Berlin still emits a low electronic pulse somewhere between Jamaican dub as we know it and techno as it was defined in Detroit and dancehall is rougher and fresher than it has been in years. It's this backdrop that best introduces the latest album from sometime Techno Animal, Kevin Martin recording under his Bug moniker with the assistance of a motley bunch of ruffnecks, rastas and raggamuffins on hand to rinse things out.
'Pressure' brings together talents as diverse as New Flesh's Toastie Taylor with London poet and Attica Blues collaborator Roger Robinson and ragga veteran Daddy Freddy. Not on the same tracks, thankfully, but on a collection that runs from gentle electronic dub to punishing mutant dancehall techno. This album, on Aphex's Rephlex label here in the UK, has been licensed by Kid 606's Tigerbeat 6 label in the U.S. and delivers innovation on the level these kind of sponsors ought to guarantee.

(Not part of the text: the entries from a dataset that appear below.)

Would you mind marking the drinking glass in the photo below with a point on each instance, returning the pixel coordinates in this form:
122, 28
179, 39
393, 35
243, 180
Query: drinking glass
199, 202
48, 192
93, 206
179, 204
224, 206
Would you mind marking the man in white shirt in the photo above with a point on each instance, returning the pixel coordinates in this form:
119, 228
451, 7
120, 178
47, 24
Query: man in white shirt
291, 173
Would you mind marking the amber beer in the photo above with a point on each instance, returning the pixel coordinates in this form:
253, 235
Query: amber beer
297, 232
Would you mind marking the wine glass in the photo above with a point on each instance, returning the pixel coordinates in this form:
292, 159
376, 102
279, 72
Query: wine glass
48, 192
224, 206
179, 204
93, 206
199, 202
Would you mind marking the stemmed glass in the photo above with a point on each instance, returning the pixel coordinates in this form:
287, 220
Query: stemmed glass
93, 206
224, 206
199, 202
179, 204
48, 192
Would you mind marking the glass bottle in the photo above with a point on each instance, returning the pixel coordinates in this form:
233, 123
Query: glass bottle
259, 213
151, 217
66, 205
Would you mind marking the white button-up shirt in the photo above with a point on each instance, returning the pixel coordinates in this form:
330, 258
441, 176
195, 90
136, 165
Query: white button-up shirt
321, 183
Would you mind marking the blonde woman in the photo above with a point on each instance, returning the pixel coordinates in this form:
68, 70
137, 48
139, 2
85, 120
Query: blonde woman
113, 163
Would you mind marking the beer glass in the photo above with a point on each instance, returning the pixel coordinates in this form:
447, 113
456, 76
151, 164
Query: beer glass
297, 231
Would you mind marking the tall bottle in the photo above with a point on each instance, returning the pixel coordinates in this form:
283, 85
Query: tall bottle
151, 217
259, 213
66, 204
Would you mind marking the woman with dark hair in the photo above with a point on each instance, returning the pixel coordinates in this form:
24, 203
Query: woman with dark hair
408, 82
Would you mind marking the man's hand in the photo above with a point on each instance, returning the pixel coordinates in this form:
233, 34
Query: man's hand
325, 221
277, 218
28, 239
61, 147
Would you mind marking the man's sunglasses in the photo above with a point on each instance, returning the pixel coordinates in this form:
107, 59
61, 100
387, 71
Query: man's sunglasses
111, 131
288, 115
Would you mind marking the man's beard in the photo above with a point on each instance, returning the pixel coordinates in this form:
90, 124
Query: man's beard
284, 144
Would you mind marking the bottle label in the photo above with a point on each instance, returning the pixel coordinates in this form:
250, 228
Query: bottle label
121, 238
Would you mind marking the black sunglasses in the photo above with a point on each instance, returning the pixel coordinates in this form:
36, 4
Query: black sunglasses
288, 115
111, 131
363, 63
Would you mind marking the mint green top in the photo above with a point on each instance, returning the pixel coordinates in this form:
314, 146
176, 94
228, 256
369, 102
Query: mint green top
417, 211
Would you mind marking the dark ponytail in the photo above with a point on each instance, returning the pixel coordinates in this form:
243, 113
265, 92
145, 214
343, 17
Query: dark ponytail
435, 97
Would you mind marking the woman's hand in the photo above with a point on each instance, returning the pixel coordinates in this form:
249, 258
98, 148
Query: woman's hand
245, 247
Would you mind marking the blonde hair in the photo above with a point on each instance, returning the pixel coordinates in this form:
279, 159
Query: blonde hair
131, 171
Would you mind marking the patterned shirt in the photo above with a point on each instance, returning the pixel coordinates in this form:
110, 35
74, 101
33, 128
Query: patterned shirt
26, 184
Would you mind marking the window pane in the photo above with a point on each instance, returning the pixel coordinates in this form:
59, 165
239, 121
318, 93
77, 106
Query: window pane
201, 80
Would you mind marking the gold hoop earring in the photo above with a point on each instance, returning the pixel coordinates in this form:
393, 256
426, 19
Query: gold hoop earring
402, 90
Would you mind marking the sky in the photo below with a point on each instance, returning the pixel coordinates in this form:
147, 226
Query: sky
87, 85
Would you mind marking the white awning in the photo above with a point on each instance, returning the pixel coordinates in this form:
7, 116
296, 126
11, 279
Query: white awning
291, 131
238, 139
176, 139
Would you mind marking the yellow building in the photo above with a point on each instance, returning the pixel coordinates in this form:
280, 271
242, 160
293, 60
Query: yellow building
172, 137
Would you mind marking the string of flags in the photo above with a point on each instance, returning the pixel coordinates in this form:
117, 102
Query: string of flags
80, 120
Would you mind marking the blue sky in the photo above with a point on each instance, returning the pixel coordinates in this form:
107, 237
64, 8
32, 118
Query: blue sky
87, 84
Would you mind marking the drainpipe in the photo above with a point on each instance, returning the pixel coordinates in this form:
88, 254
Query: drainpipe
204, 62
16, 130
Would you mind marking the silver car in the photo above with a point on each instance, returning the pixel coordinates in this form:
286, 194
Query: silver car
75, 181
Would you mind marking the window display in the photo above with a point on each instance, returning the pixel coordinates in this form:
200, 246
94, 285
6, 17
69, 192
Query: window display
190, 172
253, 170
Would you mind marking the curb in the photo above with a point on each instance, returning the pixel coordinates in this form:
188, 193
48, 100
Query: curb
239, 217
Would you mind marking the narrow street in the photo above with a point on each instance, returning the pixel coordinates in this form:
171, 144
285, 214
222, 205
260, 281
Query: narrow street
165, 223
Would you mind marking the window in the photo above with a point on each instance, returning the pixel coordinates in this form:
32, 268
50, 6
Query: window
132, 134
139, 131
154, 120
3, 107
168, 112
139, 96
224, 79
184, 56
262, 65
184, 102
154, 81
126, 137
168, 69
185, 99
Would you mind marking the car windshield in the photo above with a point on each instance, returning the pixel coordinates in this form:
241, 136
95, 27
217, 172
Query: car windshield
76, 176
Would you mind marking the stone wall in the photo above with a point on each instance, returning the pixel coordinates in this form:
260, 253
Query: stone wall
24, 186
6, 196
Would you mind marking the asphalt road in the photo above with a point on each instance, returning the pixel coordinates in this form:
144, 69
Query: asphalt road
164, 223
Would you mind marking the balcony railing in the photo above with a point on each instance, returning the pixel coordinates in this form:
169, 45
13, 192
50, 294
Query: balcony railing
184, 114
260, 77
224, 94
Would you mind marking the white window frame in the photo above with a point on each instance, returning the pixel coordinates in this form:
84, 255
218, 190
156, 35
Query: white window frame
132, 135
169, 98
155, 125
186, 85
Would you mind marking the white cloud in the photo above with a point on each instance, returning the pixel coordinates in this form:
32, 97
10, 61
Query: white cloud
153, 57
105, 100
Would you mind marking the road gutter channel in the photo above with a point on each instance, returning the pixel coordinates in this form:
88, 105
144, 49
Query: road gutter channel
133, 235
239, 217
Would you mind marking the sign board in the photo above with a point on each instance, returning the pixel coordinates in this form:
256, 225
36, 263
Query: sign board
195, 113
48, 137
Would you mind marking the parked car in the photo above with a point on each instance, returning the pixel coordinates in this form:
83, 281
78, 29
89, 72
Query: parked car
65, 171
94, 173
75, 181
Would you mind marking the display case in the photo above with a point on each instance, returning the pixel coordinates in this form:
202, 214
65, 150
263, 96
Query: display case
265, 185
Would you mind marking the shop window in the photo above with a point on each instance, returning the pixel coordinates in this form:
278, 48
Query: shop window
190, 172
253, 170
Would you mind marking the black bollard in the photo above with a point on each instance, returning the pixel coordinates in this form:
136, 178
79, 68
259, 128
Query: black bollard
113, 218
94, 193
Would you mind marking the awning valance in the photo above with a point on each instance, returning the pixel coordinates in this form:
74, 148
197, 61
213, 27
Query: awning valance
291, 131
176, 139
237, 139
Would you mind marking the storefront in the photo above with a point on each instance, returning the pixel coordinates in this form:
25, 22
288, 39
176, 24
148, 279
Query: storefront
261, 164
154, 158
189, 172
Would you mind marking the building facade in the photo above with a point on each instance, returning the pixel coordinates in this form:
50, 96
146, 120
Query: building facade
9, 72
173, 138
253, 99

'Politicians & Paedophiles' sets out a pretty uncompromising stall for the 11 tracks that follow it as Daddy Freddy fires incomprehensible political ire in all directions and the bass pounds in time to the dancehall piston. Incredibly, he's even more ferocious on 'Run The Place Red'. A hugely distorted Toastie Taylor turns basslines into cluster bombs on the elastic soundstystem mash up of 'Beats, Bombs, Bass, Weapons' whilst securing himself a dancehall career if he ever tires of New Flesh.
Relative light relief comes with Roger Robinson's spoken word contributions, even if Martin still manages to construct pretty seismic digital structures around his words. 'Executor' sounds like Linton Kwesi Johnson on a Kingston crack binge, 'Thief Of Dreams' and 'Living Dub' like a sexed up and stoned Basic Channel respectively.
Bass, then, is what it's all about - a fantastically pure expression of the power of the frequency to trigger response. Happily this album shuns the heard mentality of UK clubland's foremost bass scientists. Instead it proves a subsonic soundtrack for everyone from the breakbeat Garage heads to the techno boffins and, most importantly, the dancehall. Bass up, treble down.